2019年1月23日、豊がソロになって初めてのCD 「360℃」が、発売される。
この音源には、僕も参加しているので、まぁ、いわば、僕にとってもソロデビュー盤ということになる。
ようやくここまで来た…そうだ、ようやくスタートを切ることができる、というこの気持ちについては、間違いなく豊も同じだと確信している。
思えば、この1年は豊にとって、これまで自由に広げてきた人生が突然ぎゅうっと圧縮されるような時間だった。
その圧力で、周囲が混沌として、息をすることさえ苦しいと感じるくらいだった。
何もかもすべてが思い通りに進まない…自分が万能だなどとは、決して思ってはいなかったが、することなすこと全部が壁にぶち当たると、やはり心が塞ぎがちになるのは、致し方のないことだろう。
豊は、僕の肩に手を置いてよく深いため息を漏らしていたが、僕も、同じようにただため息をつくだけで、どうにもできないままだった。

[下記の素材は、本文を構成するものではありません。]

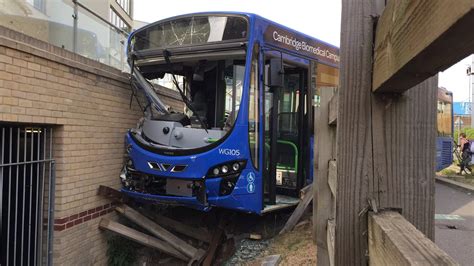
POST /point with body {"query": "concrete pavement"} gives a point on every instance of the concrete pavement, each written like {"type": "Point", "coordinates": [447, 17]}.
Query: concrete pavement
{"type": "Point", "coordinates": [454, 223]}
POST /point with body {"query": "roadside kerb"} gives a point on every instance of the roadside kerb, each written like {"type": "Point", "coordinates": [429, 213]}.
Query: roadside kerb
{"type": "Point", "coordinates": [454, 184]}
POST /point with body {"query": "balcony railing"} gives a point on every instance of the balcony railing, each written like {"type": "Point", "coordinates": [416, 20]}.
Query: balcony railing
{"type": "Point", "coordinates": [78, 26]}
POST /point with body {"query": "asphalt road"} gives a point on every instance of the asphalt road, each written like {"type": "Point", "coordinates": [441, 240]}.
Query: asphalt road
{"type": "Point", "coordinates": [454, 223]}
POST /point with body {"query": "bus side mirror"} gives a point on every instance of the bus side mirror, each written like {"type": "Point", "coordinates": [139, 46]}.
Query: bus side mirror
{"type": "Point", "coordinates": [276, 73]}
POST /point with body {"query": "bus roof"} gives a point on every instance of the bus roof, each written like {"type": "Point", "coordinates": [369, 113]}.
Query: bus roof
{"type": "Point", "coordinates": [275, 34]}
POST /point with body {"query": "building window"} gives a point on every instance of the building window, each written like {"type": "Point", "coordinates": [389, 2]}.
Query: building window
{"type": "Point", "coordinates": [38, 4]}
{"type": "Point", "coordinates": [117, 21]}
{"type": "Point", "coordinates": [125, 5]}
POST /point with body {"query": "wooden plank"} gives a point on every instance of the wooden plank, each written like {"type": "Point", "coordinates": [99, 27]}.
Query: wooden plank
{"type": "Point", "coordinates": [179, 244]}
{"type": "Point", "coordinates": [417, 39]}
{"type": "Point", "coordinates": [332, 120]}
{"type": "Point", "coordinates": [305, 191]}
{"type": "Point", "coordinates": [298, 212]}
{"type": "Point", "coordinates": [355, 178]}
{"type": "Point", "coordinates": [403, 150]}
{"type": "Point", "coordinates": [140, 237]}
{"type": "Point", "coordinates": [332, 176]}
{"type": "Point", "coordinates": [394, 241]}
{"type": "Point", "coordinates": [331, 228]}
{"type": "Point", "coordinates": [194, 232]}
{"type": "Point", "coordinates": [323, 207]}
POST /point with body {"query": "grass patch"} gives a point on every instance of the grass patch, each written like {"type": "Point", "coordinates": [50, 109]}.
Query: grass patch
{"type": "Point", "coordinates": [448, 172]}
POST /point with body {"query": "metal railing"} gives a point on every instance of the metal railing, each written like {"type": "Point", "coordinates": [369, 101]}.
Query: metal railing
{"type": "Point", "coordinates": [27, 189]}
{"type": "Point", "coordinates": [70, 24]}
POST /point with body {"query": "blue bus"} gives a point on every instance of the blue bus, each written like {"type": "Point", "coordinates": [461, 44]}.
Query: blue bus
{"type": "Point", "coordinates": [244, 139]}
{"type": "Point", "coordinates": [445, 129]}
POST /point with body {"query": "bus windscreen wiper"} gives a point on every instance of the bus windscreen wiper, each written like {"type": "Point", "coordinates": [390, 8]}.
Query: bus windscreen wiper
{"type": "Point", "coordinates": [166, 55]}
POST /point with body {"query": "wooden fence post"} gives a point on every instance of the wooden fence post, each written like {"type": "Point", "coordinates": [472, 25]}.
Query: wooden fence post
{"type": "Point", "coordinates": [325, 180]}
{"type": "Point", "coordinates": [385, 142]}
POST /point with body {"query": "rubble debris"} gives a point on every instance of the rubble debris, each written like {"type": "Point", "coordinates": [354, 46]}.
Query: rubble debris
{"type": "Point", "coordinates": [140, 237]}
{"type": "Point", "coordinates": [179, 244]}
{"type": "Point", "coordinates": [296, 215]}
{"type": "Point", "coordinates": [272, 260]}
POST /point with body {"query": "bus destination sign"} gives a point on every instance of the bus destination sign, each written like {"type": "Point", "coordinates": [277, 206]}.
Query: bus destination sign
{"type": "Point", "coordinates": [320, 51]}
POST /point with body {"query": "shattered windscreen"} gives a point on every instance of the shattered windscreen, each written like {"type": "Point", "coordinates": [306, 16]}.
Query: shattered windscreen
{"type": "Point", "coordinates": [191, 31]}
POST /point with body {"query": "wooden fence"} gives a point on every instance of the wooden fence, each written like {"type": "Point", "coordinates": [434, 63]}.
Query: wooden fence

自分の周りを深いモヤが取り囲み、何も見えないことが不安で、苦しくて、何とかならないかと両手でやみくもにかき混ぜてみるものの、状況は何も変わらない…そんな場面をイメージしてもらうと、わかりやすいかもしれない。
今は、モヤが晴れて、スタートラインがはっきりと見える。
洋々たる前途と明確には言い切れないとしても、その位置に立って、旅立つ朝のように、これから起きる出来事に思いをはせる豊の姿を、僕は誇らしく思っている。
豊との出会いは、2016年の夏、8月の末頃だった。
夏の終わりのビル街に暑い空気が立ち込める日、豊は彼の先輩ミュージシャンと一緒にやってきた。
東京のとある楽器店にいた僕を、積極的に豊に紹介してくれたのは、彼の先輩の方だった。
といって、僕が彼の先輩と親しかったかといえば、そうではない。
彼の先輩とも、初めて出会ったのだが、先輩氏は、妙に僕を気に入ってくれて、並んでいるほかのギターの中から僕を引き寄せると、僕の弦をかき鳴らしながら、豊に僕と組むように熱心に勧めてくれた。
僕の奏でる弦の音が、彼の音楽的ハートをつかんだということなのだろう。
豊は、ほとんど先輩氏の言う通りに、僕を連れ帰ることを決め、そうして、僕は、楽器店から豊の元へと引き取られていった。